「俺はこれから出掛ける。ロイ、あとのことは頼んだぞ」

「え?」

「畏まりました、リアン様」


 旦那様は小さく息をついてから、わたしをベッドにおろして立ち上がった。


「行っちゃうの?」


 わたしは旦那様を見上げながらそう呟いた。
 折角会えたのに。もうさようならだなんて。


(っていうか、わたしこれからどうしたら良いんだろう?)


 両親と暮らした家に戻ったところで、一人で生きて行くことは難しい。そりゃぁ前世の記憶が戻った今、家事全般は自分でこなすことはできるけど、十歳の子供ができる仕事なんて高が知れている。前世みたいに、この世界のどこかに孤児院があるのかもしれないけど、あてもなく探せるわけもない。
 それより何より、わたしは旦那様の側に居たかった。
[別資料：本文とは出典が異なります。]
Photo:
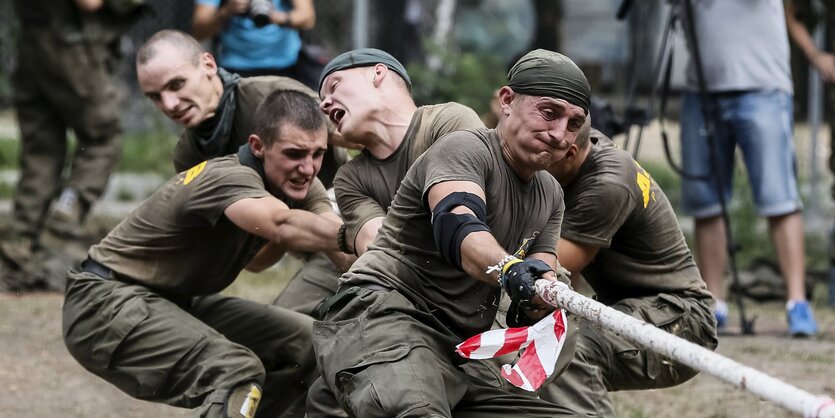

毎日旦那様の顔を見て、笑って、幸せだなって思いながら暮らしたい。


(でも、そんなこと、お願いできる立場じゃないよね)


 異種族の小さな子どもを好き好んで引き取る青年はそういないと思う。そういう趣味の人間ならばまぁ、可能性はあるかもしれないけど。旦那様はどちらかというと、子どもは好きじゃなかったし。
 旦那様は目を細めて笑うと、もう一度わたしの頭を撫でてくれた。
 好き。旦那様が大好き。これが最後だなんて嫌だよ。


「行ってくる」


 旦那様はそう言って、部屋を後にした。